Murray & Roberts group CE Henry Laas referred to the process as “exhaustive”, adding that the investigation, and its subsequent impact on the company’s reputation, had weighed heavily on its employees and stakeholders.
“To the best of our knowledge, there is no anticompetitive conduct present in the group. The board and management continue to set the vision for and commitment to a morally and ethically sound culture within Murray & Roberts. We support a fully competitive culture in the industry,” he said in a statement.
The firm would pay its R309-million settlement in three instalments; R103-million would be payable one month after the tribunal confirmed the settlement, R103-million after 12 months, and R103-million after 24 months.
“Most of the conduct identified during the settlement process related to persons who are no longer employed in the group and largely to companies acquired by Murray & Roberts in 2006 and 2007,” Laas added.
In addition, he said that Murray and Roberts had instituted internal processes to prevent future anticompetitive behaviour, which included annual compliance declarations by all executives, as well as compliance declarations with each tender submitted.
Meanwhile, Aveng, which entered into the third-largest settlement agreement with the commission, would also settle its R306.5-million penalty in three equal yearly payments, with the first amount due on July 1.
CEO Roger Jardine said that, while the firm had worked closely with the Competition Commission, it was unable to gain the cooperation of a few key former employees who, based upon the information conveyed by the commission, had knowledge of the collusion.
“This situation severely prejudiced Aveng’s position with regards to, firstly, obtaining leniency and, secondly, to accurately verifying the evidence submitted to the competition authorities by other firms. As a result, and for the purposes of settlement, Aveng relied on the evidence presented to it by the commission,” he said in a teleconference on Monday.
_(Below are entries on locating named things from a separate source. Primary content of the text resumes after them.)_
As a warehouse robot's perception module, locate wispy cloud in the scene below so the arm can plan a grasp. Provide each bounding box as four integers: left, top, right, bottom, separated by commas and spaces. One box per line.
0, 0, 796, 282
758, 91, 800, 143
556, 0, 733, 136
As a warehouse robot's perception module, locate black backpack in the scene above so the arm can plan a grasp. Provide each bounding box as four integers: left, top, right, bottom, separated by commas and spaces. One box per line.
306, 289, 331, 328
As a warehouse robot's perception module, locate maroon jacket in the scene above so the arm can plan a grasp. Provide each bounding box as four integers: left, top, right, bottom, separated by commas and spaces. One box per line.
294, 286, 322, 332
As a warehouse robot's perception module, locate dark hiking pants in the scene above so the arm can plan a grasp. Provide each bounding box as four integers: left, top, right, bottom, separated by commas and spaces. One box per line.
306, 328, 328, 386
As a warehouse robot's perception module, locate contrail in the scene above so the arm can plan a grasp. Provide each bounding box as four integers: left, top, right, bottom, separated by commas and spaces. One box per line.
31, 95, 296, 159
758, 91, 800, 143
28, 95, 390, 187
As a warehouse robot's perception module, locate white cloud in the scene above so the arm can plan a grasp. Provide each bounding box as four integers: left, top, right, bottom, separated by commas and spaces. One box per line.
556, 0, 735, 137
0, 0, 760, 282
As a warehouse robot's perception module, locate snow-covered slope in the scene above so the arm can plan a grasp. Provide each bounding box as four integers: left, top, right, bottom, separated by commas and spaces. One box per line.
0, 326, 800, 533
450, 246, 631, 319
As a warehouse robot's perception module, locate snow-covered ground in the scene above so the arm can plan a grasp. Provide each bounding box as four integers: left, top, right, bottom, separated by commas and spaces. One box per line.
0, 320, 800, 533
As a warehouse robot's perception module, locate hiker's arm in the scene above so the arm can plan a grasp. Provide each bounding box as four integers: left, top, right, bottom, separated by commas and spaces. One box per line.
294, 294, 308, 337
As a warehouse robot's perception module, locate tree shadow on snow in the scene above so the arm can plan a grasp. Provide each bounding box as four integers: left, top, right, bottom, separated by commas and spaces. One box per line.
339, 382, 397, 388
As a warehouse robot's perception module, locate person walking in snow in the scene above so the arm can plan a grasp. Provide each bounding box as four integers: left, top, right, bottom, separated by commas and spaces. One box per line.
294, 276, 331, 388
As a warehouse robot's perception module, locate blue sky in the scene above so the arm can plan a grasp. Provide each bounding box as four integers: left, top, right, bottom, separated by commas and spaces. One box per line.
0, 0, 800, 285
In addition, Basil Read, which reached a R94.9-million settlement agreement with the commission, said that the penalty related to a number of isolated, past contraventions of the Competition Act related to projects carried out by the Roads and Civil Engineering divisions of the company.
Basil Read CEO Marius Heyns said the company had since adopted a rigorous, ongoing competition law compliance policy.
“This regrettable chapter in Basil Read’s history has now ended, and the company looks forward to continuing to compete effectively, efficiently and in compliance with the law,” he commented.
Group Five, which had yet to agree to a settlement with the commission despite being the first company to approach it, said on Monday that it had been informed by the commission that it would seek a proposed administrative penalty that was higher than previously anticipated.
The group had, as yet, not reached settlement with the commission on four projects, owing to factual and evidentiary discrepancies between the commission and the company on these projects.
“The group is not obliged to accede to final settlement until its matters have been fully investigated by the commission,” it said in a statement.